On Monday, April 15th, the Raymond community met to discuss the preliminary report of the Age-Friendly Raymond Survey. This survey was conducted by Saint Joseph’s College Professor John Keneally and the students in his marketing research class. The purpose of the survey was to collect the opinions of residents on factors relating to livability in Raymond. The class performed qualitative and quantitative analysis on the research results, and the final results will be presented at a future meeting.
Part of the preliminary results included the specific groupings of data, as well as an overview of the methodology. The survey was split into two age groups, those who were sixty-five and older, and those who were sixty-four and younger. The older group indicated a stronger reaction towards most of the survey, but there were two outliers. Questions about Raymond’s caregiver support and access to information regarding financial support evoked a stronger reaction from the younger age group.

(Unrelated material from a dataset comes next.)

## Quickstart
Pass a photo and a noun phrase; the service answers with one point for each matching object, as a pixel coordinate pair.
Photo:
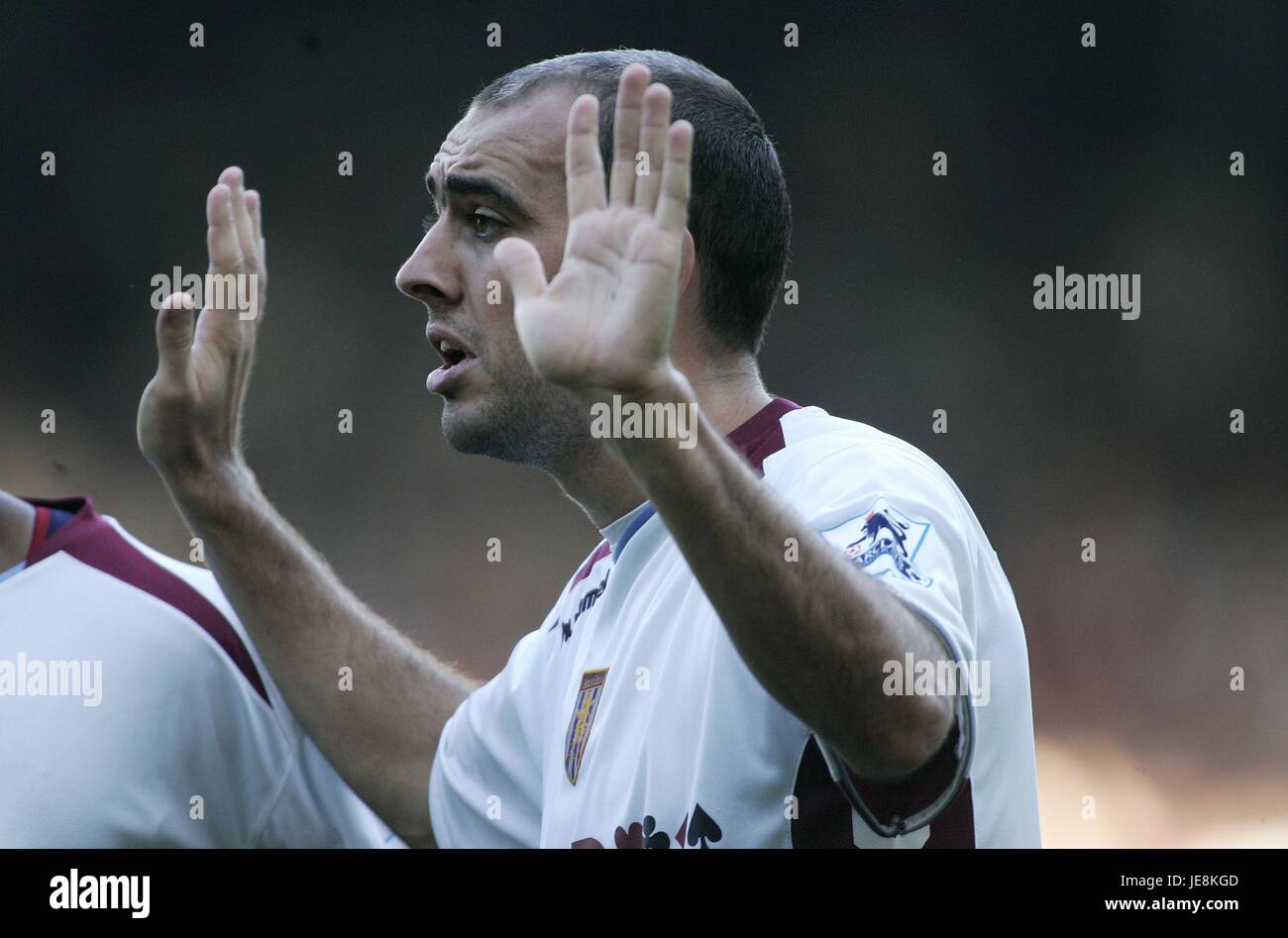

For caregiver support, the younger group may be looking for a program that will support their aging family members by making sure that it will be satisfactory in the future. As for financial support, the younger generation is looking for information on how to plan for retirement, buy housing, and paying debts, most of which is already taken care of for the older group.
Questions on topics such as whether or not residents’ homes will be suitable to age in and being able to take part in more social opportunities in/around Raymond showed positive response rates. When asked about the current social opportunities in Raymond, the responses were more bell-shaped, with most of the data voting neutral. Questions about available health and wellness options for older people and information about services and resources produced a middle majority.
For the average number of people in a household, the survey results divided into three groups: one, two, and three or more. Based on these groupings, the students in the marketing research class concluded that the two-person group had the strongest opinions about Raymond and made up more than half of the applicants. For the open-ended section, the Raymond residents talked the most about the buildings, and cited the library as one of the strengths of the community, alongside education. Talk of a community center for activities was also suggested as a possible opportunity. Public transportation was another highlight, with affordability being key.
Overall, the recipients of the survey felt that aging in place and transportation were of primary importance. Having social/recreational events as well as in-home assistance options were also seen as very important. Based on the preliminary results, the class is looking for actions to make Raymond more age-friendly and ideas to survey again in the future.